What you might be experiencing
Codependent relationships have a particular texture that can be hard to name while you're inside one. You may spend enormous mental energy tracking the other person — their mood, their needs, whether they seem okay — while your own inner life gets quieter and quieter. On some level you may feel that keeping them stable is your job, and that anything less than that is a failure on your part.
The resentment is often what finally gets someone's attention. You give and manage and smooth things over, and instead of feeling close or appreciated, you feel depleted and unseen. You may catch yourself thinking things like "I do everything for them" or "I can't leave because they won't survive without me" — and both of those thoughts can be true and exhausting at the same time.
Codependent dynamics often form gradually, especially in relationships touched by addiction, mental illness, or chronic instability. You may have started out genuinely trying to help, and the helping slowly became the whole shape of the relationship. That doesn't mean you did something wrong. It means the pattern got established before you had language for it.
What can help
Getting a clearer picture of what's happening is itself a useful first step. Codependent relationships often involve patterns that feel normal from the inside because they developed slowly — so naming them, whether in a journal, with a trusted friend, or with a therapist, can shift something real.
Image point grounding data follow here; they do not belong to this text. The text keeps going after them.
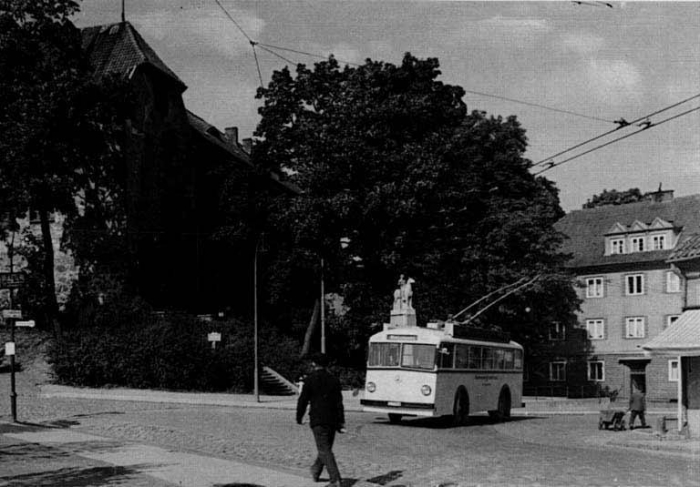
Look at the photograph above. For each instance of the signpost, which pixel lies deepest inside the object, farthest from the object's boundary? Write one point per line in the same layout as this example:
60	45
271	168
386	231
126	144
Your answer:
214	337
12	280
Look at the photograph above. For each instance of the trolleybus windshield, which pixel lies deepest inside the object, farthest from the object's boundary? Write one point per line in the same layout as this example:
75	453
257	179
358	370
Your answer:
405	355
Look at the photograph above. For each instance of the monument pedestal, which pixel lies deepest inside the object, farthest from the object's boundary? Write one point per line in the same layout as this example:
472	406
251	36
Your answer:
403	317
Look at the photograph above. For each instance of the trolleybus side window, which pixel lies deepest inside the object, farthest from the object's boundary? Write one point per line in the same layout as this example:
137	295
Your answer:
509	362
518	360
475	358
461	356
499	359
487	358
446	353
384	354
418	356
Practicing small acts of not rescuing is one of the more concrete things you can begin on your own. That might mean letting a consequence happen that belongs to the other person, or saying no to something and sitting with the discomfort rather than immediately fixing it. These feel harder than they sound, because the anxiety of not intervening is often intense. That anxiety itself is useful information.
For moderate or significant codependency — especially when it involves addiction, emotional abuse, or patterns that have persisted for years — self-help strategies alone are rarely enough. A therapist who works with relational patterns or attachment can help you understand where the dynamic came from and how to rebuild a sense of identity that isn't organized around someone else's needs. Support groups modeled on Al-Anon principles are also worth knowing about, even if addiction isn't the central issue, because they address this specific kind of relational exhaustion directly.
When to reach out
Reaching out for support in a codependent relationship is not giving up on the other person — it's recognizing that you matter in this equation too. Most people wait longer than they need to before talking to someone, partly because codependency tends to make other people's needs feel more urgent than your own.
Professional support is worth seeking if the pattern is affecting your sleep, your health, your other relationships, or your ability to function at work. It's especially worth prioritizing if the relationship involves any kind of abuse — emotional, physical, or otherwise — or if you've noticed that your own mood has become almost entirely dependent on how the other person is doing on any given day. Codependency and depression frequently coexist, and sometimes treating one helps clarify the other.
If you're having thoughts of harming yourself, or if the relationship has put your safety at risk, please don't wait. If you're in the US and need immediate support, you can call or text 988 (Suicide & Crisis Lifeline) at any time.